Reparative innovation for urban climate adaptation

by Vanesa Castán Broto, Linda Westman and Ping Huang

26 Oct 2021
Journal of the British Academy
Digital Object Identifier
Number of pages

Abstract: Scholars of climate urbanism have raised the conundrum that action to address the ongoing challenges of climate change in cities have distributional impacts, deepening existing inequalities. This challenge is related in part to the ideas of urban innovation that dominate climate responses. Disruptive innovations are directed towards the rupture of existing systems of knowledge, seeking to create new ways of looking at the problem. The emerging scholarship on climate urbanism suggests that measures to adapt to climate change in urban environments heeding a disruptive narrative have uneven impacts and too often disadvantage the most vulnerable communities. In this article, we ask what it means to look for reparative innovation for climate change adaptation instead. Reparative thought has influenced different debates on climate change adaptation and other issues related to social justice, from dealing with the aftermath of conflicts to engaging in reparative experiences to deal with trauma. Critical theory has also looked into reparation as a means to engage with reparative understandings of cultural objects and heritage.

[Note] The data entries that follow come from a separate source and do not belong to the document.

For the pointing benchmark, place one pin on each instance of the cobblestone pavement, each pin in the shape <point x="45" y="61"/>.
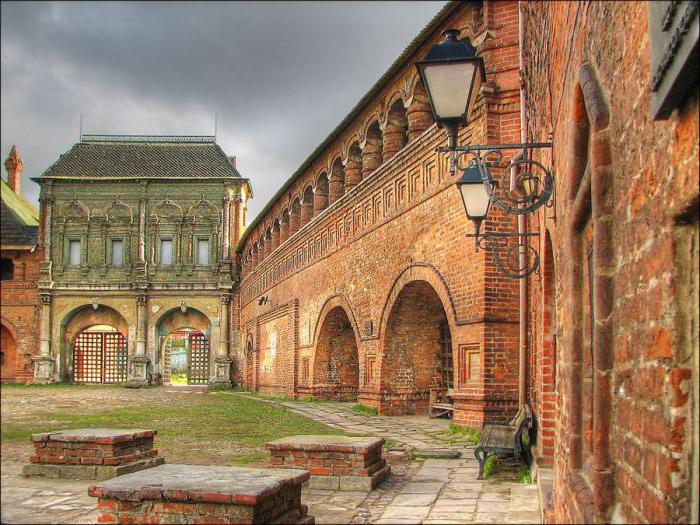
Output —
<point x="432" y="491"/>
<point x="429" y="491"/>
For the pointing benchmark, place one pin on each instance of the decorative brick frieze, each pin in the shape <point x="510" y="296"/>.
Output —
<point x="92" y="449"/>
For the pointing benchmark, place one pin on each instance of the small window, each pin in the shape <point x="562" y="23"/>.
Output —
<point x="117" y="252"/>
<point x="166" y="252"/>
<point x="7" y="269"/>
<point x="203" y="252"/>
<point x="74" y="253"/>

We argue for a focus on reparative innovation to open up alternative innovation frameworks that acknowledge existing material urban histories and engage with the multiple forms of knowledge within the urban experience that support climate adaptation.

Keywords: Urban adaptation, urban transformations, urban infrastructure, disruptive innovation, reparative innovation.

Article posted to the Journal of the British Academy, volume 9, supplementary issue 9 (The Urban Impacts of Climate Change)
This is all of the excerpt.